Suppose we're working with an improper Riemann integral (seems to be in the spirit of the question), then the integral doesn't converge. If you look at $t$'s where $t$ even, then $\int_0^t f(x)$ goes to $- \infty$ . If you look at $t$'s where $t$ odd, then $\int_0^t f(x)$ goes to $+ \infty$ .
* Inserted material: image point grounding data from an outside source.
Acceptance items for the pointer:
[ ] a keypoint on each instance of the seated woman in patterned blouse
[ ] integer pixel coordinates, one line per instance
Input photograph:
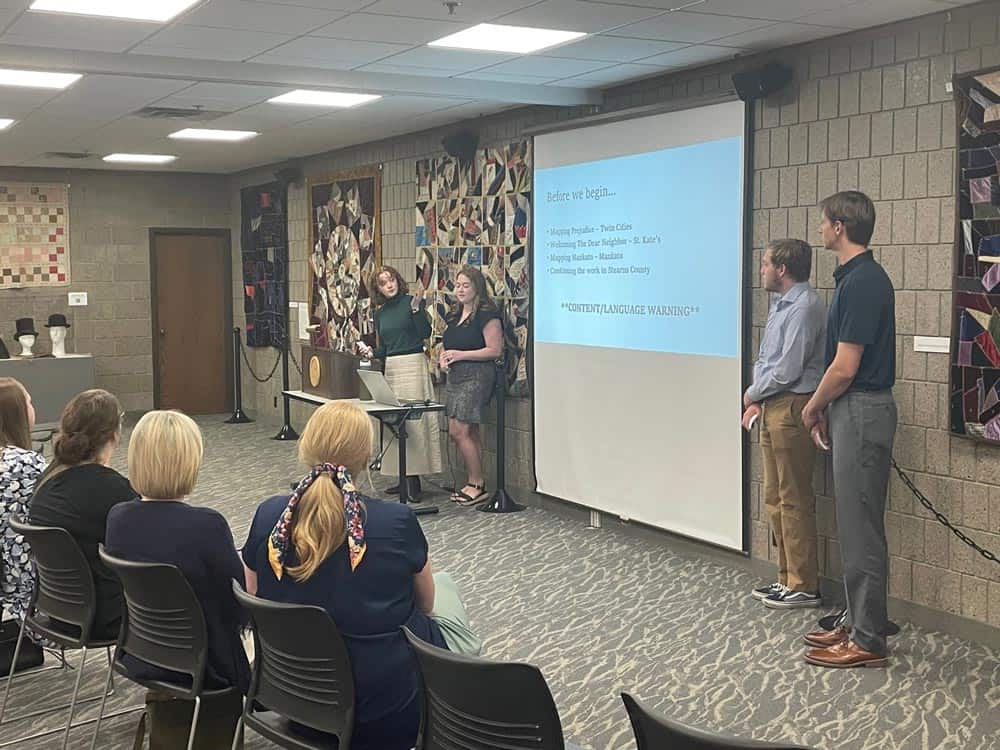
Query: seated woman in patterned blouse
(20, 468)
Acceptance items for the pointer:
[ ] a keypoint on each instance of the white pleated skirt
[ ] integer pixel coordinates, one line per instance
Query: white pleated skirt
(409, 378)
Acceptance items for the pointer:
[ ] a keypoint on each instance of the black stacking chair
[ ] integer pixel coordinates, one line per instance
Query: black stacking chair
(654, 732)
(163, 625)
(301, 674)
(62, 610)
(472, 702)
If we're working with a Lebesgue integral, the integral doesn't converge either because both the positive and negative parts go to infinity.
In general, you cannot "pair up" terms in an infinite sum like that because the result will depend on how you pair them up. For example, what is $\sum_{i=0}^\infty (-1)^i$?
+1 -1 +1 -1 +1 -1 ... = ?
(+1 -1) (+1 -1) (+1 -1) ... = 0
+1 (-1 +1) (-1 +1) (-1 +1) ... = 1
So, in particular, the first equals sign in your solution does not hold.